All these thoughts became jumbled with images of the dark-eyed girl over at Earl's place. The white sleeve of her T-shirt resting against her smooth arm. Her lofty nose. The smell of her, sitting between him and Pop, as they drove over there in the truck. Damn, she smelled good. Like clover or something. How did she get that smell? It didn't come from a perfume bottle.
It came from her. It drove him nuts, the memory of that sweet smell.

The sky was turning a pale smoky blue when he got back. He hadn't bothered with eating, hadn't been hungry. Hollow as old bones, and light-headed, he stood by the refrigerator door, slowly drinking cold town water out of a plastic juice jug.

Earlier, he'd watched Pop eat two of Deena's burgers, two bags of fries, a side order of onion rings, and a bowl of creamed corn speckled with Cajun pepper, his eyes lowered the whole time over his food. And now he was back in the workshop.

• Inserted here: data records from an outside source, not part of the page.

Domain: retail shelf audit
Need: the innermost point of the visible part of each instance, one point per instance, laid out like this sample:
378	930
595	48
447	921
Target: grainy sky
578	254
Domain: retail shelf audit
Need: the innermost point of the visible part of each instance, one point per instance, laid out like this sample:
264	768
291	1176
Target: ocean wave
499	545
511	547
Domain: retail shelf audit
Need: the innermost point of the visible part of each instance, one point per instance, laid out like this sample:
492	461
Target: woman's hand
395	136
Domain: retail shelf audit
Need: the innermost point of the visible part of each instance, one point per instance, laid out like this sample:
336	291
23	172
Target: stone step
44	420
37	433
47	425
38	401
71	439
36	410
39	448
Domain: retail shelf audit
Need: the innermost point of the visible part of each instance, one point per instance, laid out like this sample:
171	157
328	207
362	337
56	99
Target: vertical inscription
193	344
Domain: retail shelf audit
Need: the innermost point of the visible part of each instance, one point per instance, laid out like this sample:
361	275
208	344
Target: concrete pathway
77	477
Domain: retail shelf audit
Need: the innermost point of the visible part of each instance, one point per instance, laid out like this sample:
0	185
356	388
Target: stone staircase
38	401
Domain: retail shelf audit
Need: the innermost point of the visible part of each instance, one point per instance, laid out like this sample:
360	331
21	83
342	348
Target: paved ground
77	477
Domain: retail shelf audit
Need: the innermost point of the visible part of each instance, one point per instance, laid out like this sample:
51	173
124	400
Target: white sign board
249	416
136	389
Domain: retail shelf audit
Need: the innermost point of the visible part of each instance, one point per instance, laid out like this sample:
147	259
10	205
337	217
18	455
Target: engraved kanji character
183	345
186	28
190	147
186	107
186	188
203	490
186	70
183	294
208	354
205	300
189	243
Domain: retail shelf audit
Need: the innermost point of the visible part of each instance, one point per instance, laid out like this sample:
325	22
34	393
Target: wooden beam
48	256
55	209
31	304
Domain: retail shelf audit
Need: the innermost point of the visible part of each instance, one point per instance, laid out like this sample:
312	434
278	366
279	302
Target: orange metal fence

Lonny could see his light from the kitchen window.

The telephone rang, and it was Robert. Dunderhead had run off again. “Damn him,” said Robert. “You can never count on that stupid dog staying in one spot for ten minutes. Have you seen him?” Lonny said that he hadn't, and then Robert stayed on the line for several minutes more talking about Tammy, who always had her nose in the air now that she was going out with Richard Dobson, whom everybody knew would end up a lawyer just like his father.

Lonny interrupted his friend in midsentence, midstream. “Robert, go out and find yourself somebody else.”

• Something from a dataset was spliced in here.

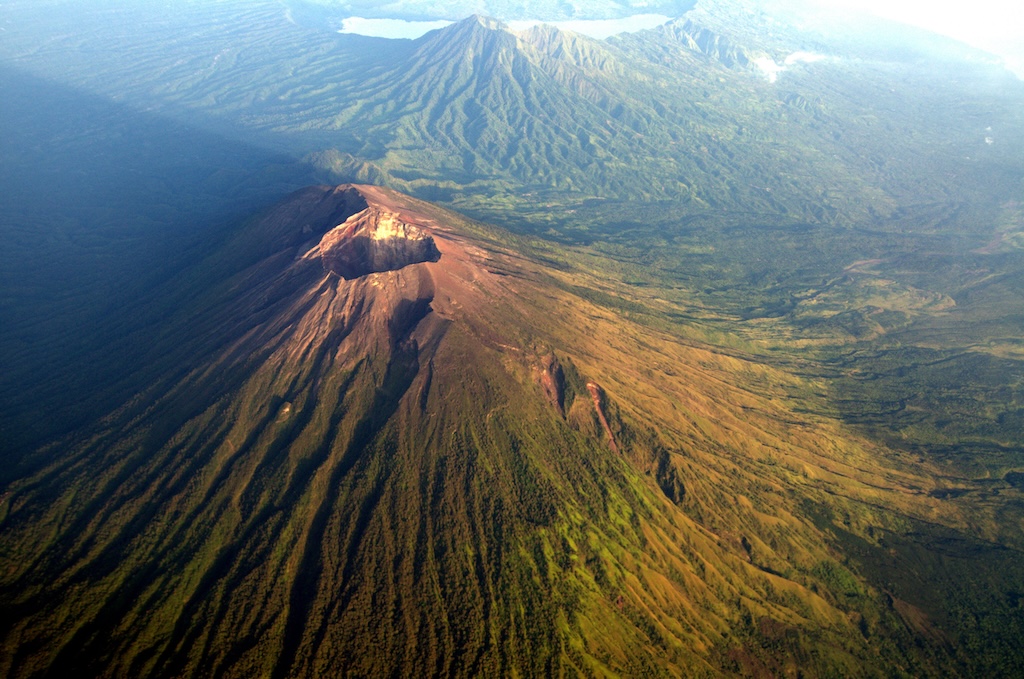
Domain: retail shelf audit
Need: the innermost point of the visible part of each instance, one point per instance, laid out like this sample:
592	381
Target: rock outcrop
375	240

Silence. And, “You think?” And then, just like that, he's talking about going up to northern Ontario on a fishing trip with his dad and Uncle Daryl. “Crops are in, and it's a good time to go.
Huge
friggin' muskies, Daryl says. Real fighters, too. You should come with us, Lon. It'd be great.”

That day, coming back from the mound after Robert has pedaled furiously home, he comes into the kitchen. His mother is there with her back to him. At the sink, snapping green beans. Snap, in half. Accusingly, into the waiting bowl.

She says, not turning around, “You see dragonflies up there all the time. They move around like little angels. How many did you see today, my babe?”

‘I
didn't see any.” A sick wave of heat rises up his body.

A west wind whispers against the moth-white kitchen curtains, blows them in, sighs through her hair.

I've really got to go now, he told Robert, who had moved on to talking about the ball game he was pitching over at Poplar Bluff tomorrow night. I'll be there, Lonny said, even though he had no intention of going. And after that, Robert finally got off the phone.

Earl's daughter was waiting for the jug of drinking water that had been promised to her, and he couldn't leave it any longer. He filled up a big blue container, threw it into the truck, and then quickly left, wheels grinding over gravel, spinning out their bad-luck song.

But three minutes down the road, in the ten-o'clock twilight, here came Robert's big black Lab, Dunderhead, loping toward him, a red moon rising at his back. He had a sideways gait and a look of purposeful attention.